American breed of dairy cattle

The Brown Swiss or American Brown Swiss is an American breed of dairy cattle. It derives from the traditional triple-purpose Braunvieh ("Swiss Brown") of the Alpine region of Europe, but has diverged substantially from it. It was selectively bred for dairy qualities only, and its draft and beef capabilities were lost. Milk yield was measured in 2013 at 10231 kg per year; the milk has about 4% butterfat and 3.5% protein and is suitable for making cheese.

In the twentieth century the Brown Swiss became a world breed, with a global population estimated in 1990 at seven million head.

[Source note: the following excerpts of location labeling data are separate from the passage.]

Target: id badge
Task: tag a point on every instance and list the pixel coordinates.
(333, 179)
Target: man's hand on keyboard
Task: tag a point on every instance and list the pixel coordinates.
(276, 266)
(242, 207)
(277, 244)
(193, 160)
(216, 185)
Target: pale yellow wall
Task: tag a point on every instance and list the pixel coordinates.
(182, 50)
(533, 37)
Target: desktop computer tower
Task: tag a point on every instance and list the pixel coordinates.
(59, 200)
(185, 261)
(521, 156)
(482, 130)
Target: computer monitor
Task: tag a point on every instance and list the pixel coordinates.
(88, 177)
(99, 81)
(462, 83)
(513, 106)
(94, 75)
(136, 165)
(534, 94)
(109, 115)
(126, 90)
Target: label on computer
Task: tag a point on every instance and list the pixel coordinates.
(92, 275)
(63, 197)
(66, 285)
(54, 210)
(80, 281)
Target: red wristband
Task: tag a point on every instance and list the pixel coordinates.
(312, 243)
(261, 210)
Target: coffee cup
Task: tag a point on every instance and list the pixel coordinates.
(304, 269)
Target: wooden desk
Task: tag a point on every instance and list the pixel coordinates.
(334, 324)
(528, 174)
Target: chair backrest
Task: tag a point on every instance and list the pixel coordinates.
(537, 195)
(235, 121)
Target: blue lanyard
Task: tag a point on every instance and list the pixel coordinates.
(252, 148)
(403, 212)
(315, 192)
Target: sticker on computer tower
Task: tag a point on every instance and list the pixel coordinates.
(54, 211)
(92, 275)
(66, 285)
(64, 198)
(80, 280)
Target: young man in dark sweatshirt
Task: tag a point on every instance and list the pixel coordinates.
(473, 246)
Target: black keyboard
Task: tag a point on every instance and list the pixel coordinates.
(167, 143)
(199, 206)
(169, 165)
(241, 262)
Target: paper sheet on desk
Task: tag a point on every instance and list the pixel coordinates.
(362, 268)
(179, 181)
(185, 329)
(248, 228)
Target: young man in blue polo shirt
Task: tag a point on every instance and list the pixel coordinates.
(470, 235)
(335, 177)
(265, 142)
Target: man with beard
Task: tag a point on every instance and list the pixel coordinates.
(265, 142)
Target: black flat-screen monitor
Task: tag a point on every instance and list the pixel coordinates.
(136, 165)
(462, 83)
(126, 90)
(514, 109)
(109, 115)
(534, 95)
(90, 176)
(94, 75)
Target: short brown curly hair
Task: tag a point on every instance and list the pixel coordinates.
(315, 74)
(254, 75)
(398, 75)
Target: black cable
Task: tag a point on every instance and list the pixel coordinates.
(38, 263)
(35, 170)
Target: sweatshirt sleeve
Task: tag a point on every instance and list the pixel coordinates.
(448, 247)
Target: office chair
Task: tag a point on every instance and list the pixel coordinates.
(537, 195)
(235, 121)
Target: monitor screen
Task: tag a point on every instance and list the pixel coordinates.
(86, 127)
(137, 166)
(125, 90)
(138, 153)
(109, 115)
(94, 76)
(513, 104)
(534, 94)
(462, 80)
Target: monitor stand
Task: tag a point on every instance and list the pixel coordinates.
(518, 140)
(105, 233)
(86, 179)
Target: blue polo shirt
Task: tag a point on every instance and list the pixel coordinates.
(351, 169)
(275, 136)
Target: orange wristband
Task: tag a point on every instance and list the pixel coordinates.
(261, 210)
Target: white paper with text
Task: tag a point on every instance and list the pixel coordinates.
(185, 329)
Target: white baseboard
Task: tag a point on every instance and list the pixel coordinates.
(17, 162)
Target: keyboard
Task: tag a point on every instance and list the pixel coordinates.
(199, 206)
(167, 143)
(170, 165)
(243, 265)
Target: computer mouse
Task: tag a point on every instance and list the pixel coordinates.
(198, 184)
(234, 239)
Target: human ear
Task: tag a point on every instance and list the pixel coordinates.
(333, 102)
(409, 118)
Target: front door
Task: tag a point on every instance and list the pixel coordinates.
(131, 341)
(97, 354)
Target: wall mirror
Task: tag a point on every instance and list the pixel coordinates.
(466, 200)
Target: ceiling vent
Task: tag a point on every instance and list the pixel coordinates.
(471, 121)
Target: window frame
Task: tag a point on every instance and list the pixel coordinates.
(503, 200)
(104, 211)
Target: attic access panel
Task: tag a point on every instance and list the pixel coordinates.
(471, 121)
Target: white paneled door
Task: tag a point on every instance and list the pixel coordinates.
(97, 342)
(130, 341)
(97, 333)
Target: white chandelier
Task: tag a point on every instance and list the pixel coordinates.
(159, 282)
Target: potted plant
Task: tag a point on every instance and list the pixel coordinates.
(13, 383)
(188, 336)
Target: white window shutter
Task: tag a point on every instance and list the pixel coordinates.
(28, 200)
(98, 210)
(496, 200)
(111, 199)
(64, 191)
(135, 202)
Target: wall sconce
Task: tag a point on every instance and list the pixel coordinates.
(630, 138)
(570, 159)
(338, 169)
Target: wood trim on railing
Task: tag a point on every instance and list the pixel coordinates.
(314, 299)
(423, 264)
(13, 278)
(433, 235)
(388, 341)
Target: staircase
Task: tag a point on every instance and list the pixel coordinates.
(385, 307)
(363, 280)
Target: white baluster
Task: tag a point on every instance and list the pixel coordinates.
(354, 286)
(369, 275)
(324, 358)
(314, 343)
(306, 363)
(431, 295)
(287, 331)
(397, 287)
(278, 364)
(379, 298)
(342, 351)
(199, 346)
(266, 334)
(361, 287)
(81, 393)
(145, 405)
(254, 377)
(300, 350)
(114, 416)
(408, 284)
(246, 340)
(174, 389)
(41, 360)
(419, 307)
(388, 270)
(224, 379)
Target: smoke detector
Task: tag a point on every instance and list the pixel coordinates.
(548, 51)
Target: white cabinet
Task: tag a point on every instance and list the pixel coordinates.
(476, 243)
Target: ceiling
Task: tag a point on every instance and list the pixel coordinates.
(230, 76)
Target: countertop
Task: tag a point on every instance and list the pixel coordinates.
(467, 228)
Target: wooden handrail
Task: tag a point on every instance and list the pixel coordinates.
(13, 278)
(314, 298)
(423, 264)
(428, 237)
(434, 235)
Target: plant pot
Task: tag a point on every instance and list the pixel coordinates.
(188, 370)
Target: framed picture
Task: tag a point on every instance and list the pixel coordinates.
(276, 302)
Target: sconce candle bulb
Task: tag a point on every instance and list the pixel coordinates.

It has been much used for cross-breeding and has influenced a number of modern breeds.

In English "Swiss Brown" refers to the original Braunvieh breed, as opposed to "Brown Swiss" for the American breed.

== History ==

The Braunvieh is a traditional breed of triple-purpose cattle from the Alpine region, particularly Switzerland; it was reared as a draft beast, for its milk and for its meat. The Braunvieh was first imported to the United States in 1869, when seven cows and a bull were shipped to one Henry M. Clark in Belmont, Massachusetts. Between then and 1906, when cattle imports to the United States were banned because of fear of disease, many more were imported, sometimes by immigrants arriving from Europe. The American Brown Swiss descends from a total of 167 imported parent animals. A breed society, the Brown Swiss Cattle Breeders' Association, was formed in 1880; the first herd-book dates from 1889. By the end of the century breeding was directed towards dairy qualities; a production register for cows was opened in 1911. From about 1940 the breed became more diffused across the United States. In the mid-twentieth century, intensive selective breeding for dairy characteristics and excessive inbreeding led to a loss of genetic diversity, and also to an increase in transmissible genetic defects such as the recessive factors for bovine progressive degenerative myeloencephalopathy ("weaver disease") and spinal muscular atrophy, both of which have a high percentage of carriers in the Brown Swiss (2.6% and 9.2% respectively).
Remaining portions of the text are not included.